Suwazono Yasushi, Sand Salomon, Vahter Marie, Filipsson Agneta Falk, Skerfving Staffan, Lidfeldt Jonas, Akesson Agneta
Institute of Environmental Medicine, Karolinska Institutet, Stockholm, Sweden.
Environ Health Perspect. 2006 Jul;114(7):1072-6. doi: 10.1289/ehp.9028.
Our goal in this study was to explore the use of a hybrid approach to calculate benchmark doses (BMDs) and their 95% lower confidence bounds (BMDLs) for renal effects of cadmium in a population with low environmental exposure.
Morning urine and blood samples were collected from 820 Swedish women 53-64 years of age. We measured urinary cadmium (U-Cd) and tubular effect markers [N-acetyl-beta-d-glucosaminidase (NAG) and human complex-forming protein (protein HC) ] in 790 women and estimated glomerular filtration rate (GFR; based on serum cystatin C) in 700 women. Age, body mass index, use of nonsteroidal anti-inflammatory drugs, and blood lead levels were used as covariates for estimated GFR. BMDs/BMDLs corresponding to an additional risk (benchmark response) of 5 or 10% were calculated (the background risk at zero exposure was set to 5%) . The results were compared with the estimated critical concentrations obtained by applying logistic models used in previous studies on the present data.
For both NAG and protein HC, the BMDs (BMDLs) of U-Cd were 0.5-1.1 (0.4-0.8) microg/L (adjusted for specific gravity of 1.015 g/mL) and 0.6-1.1 (0.5-0.8) microg/g creatinine. For estimated GFR, the BMDs (BMDLs) were 0.8-1.3 (0.5-0.9) microg/L adjusted for specific gravity and 1.1-1.8 (0.7-1.2) microg/g creatinine.

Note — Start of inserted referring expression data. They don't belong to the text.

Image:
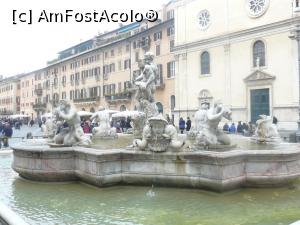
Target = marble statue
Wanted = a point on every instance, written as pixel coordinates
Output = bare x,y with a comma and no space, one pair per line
104,129
49,128
138,122
158,136
72,134
266,131
206,130
145,86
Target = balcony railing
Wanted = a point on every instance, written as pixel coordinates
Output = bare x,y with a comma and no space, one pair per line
39,106
90,99
125,96
38,92
160,83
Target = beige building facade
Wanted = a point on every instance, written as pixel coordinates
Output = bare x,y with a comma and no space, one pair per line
10,96
240,53
100,71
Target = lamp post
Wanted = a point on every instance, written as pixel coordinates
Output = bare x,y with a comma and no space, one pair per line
296,36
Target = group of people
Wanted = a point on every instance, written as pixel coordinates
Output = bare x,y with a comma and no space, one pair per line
6,132
121,125
185,125
246,129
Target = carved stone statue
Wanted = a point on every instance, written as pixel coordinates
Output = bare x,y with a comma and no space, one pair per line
266,131
206,130
103,130
158,136
49,128
138,121
145,86
73,133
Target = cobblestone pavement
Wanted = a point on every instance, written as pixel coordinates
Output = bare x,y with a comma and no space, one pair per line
19,134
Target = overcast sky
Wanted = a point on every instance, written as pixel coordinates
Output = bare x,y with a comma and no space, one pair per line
24,48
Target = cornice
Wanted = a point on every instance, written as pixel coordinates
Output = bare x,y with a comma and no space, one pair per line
267,29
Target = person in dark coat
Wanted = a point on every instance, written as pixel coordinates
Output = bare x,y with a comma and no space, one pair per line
123,125
7,133
188,124
240,127
181,125
275,120
232,128
226,127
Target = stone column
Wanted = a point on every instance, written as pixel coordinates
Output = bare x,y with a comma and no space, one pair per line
227,61
296,36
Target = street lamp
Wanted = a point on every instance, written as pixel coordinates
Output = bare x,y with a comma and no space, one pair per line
296,36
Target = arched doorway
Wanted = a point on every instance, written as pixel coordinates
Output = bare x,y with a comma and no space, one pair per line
160,107
205,97
172,102
122,108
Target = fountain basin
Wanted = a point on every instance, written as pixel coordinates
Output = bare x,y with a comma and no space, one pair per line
217,171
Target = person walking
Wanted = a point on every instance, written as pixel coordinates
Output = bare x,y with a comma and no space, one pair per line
7,133
181,125
188,124
240,127
226,127
232,128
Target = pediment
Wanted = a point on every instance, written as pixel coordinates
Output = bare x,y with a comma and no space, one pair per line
259,75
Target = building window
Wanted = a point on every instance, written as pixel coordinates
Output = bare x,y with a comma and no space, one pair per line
136,56
171,44
157,50
112,67
171,69
297,5
172,100
157,36
159,80
119,65
205,63
127,64
160,107
122,108
170,31
120,50
259,54
170,14
203,19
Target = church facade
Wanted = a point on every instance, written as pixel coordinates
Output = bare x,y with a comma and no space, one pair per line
239,52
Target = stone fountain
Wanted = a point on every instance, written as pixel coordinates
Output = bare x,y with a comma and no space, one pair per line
158,157
266,131
103,131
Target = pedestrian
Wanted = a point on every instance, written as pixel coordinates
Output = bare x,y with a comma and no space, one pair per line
168,118
86,128
239,127
245,129
226,127
188,124
251,128
122,125
128,125
181,125
232,128
7,133
31,122
275,120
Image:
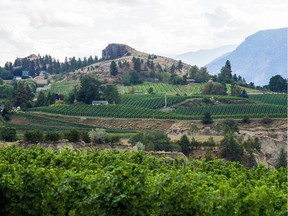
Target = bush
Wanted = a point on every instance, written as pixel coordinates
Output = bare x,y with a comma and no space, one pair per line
73,135
85,137
207,119
112,139
98,135
266,120
8,134
52,136
245,120
33,136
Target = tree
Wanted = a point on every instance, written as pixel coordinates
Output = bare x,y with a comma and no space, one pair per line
278,84
41,100
282,159
225,73
113,68
235,90
112,95
213,88
180,65
230,147
98,135
150,90
33,136
72,135
89,90
185,144
8,134
207,119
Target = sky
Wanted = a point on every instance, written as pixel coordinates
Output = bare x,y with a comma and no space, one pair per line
81,28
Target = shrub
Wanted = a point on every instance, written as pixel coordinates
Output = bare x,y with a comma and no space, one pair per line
266,120
207,119
33,136
73,135
245,120
85,137
8,134
98,135
52,136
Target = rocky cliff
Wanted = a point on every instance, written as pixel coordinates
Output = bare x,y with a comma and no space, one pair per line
114,51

The obtained benchmark doses of U-Cd were lower than the critical concentrations previously reported. The critical dose level for glomerular effects was only slightly higher than that for tubular effects. We suggest that the hybrid approach is more appropriate for estimation of the critical U-Cd concentration, because the choice of cutoff values in logistic models largely influenced the obtained critical U-Cd.
本研究的目的是探索一种混合方法,用于计算低环境暴露人群中镉对肾脏影响的基准剂量(BMDs)及其95%下限置信区间(BMDLs)。

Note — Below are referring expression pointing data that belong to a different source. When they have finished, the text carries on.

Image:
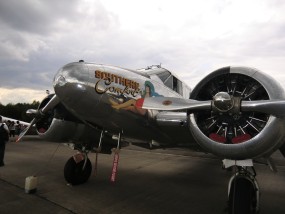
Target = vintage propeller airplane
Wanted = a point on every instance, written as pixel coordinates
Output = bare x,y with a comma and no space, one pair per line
235,113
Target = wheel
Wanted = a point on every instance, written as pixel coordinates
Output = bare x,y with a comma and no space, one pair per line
73,172
242,198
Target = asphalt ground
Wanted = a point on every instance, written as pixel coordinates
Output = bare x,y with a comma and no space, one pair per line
156,181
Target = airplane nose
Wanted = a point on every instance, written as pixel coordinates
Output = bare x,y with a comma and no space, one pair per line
71,81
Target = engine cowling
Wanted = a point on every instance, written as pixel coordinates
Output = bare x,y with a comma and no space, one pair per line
236,134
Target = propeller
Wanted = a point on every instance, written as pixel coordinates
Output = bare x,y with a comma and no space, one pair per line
38,114
221,102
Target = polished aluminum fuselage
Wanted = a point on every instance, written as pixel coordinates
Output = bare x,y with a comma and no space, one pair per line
94,93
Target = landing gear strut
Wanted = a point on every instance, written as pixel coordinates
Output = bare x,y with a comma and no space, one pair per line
243,191
77,169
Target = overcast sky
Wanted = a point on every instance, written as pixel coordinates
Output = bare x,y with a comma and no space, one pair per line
190,38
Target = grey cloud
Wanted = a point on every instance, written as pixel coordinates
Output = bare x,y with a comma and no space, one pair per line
35,16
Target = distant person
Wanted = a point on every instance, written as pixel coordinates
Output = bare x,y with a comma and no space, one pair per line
12,129
18,127
4,138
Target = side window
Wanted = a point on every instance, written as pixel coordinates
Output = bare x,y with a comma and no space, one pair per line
177,86
164,76
169,82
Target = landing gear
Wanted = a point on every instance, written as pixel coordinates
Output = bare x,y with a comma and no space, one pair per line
243,192
77,171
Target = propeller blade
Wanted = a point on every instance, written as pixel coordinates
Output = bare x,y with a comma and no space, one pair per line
173,103
274,107
22,134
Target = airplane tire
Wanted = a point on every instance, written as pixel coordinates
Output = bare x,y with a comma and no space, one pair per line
73,172
242,197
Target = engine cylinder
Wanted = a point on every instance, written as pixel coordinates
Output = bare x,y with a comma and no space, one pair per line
235,134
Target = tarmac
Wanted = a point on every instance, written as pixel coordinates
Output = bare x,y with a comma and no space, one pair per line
148,181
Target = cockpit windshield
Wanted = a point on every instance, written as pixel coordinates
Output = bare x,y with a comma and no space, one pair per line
168,79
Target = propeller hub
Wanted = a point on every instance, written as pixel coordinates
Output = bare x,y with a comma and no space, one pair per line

收集了820名年龄在53 - 64岁的瑞典女性的晨尿和血样。我们在790名女性中测量了尿镉(U - Cd)和肾小管效应标志物[N - 乙酰 - β - d - 氨基葡萄糖苷酶(NAG)和人复合形成蛋白(蛋白HC)],并在700名女性中估计了肾小球滤过率(GFR;基于血清胱抑素C)。年龄、体重指数、非甾体抗炎药的使用情况和血铅水平用作估计GFR的协变量。计算了对应于5%或10%额外风险(基准反应)的BMDs/BMDLs(零暴露时的背景风险设定为5%)。将结果与通过对本数据应用先前研究中使用的逻辑模型获得的估计临界浓度进行比较。
对于NAG和蛋白HC,U - Cd的BMDs(BMDLs)分别为0.5 - 1.1(0.4 - 0.8)μg/L(校正比重为1.015 g/mL)和0.6 - 1.1(0.5 - 0.8)μg/g肌酐。对于估计的GFR,BMDs(BMDLs)分别为校正比重后的0.8 - 1.3(0.5 - 0.9)μg/L和1.1 - 1.8(0.7 - 1.2)μg/g肌酐。
获得的U - Cd基准剂量低于先前报道的临界浓度。肾小球效应的临界剂量水平仅略高于肾小管效应的临界剂量水平。我们认为混合方法更适合估计临界U - Cd浓度,因为逻辑模型中截断值的选择在很大程度上影响了获得的临界U - Cd。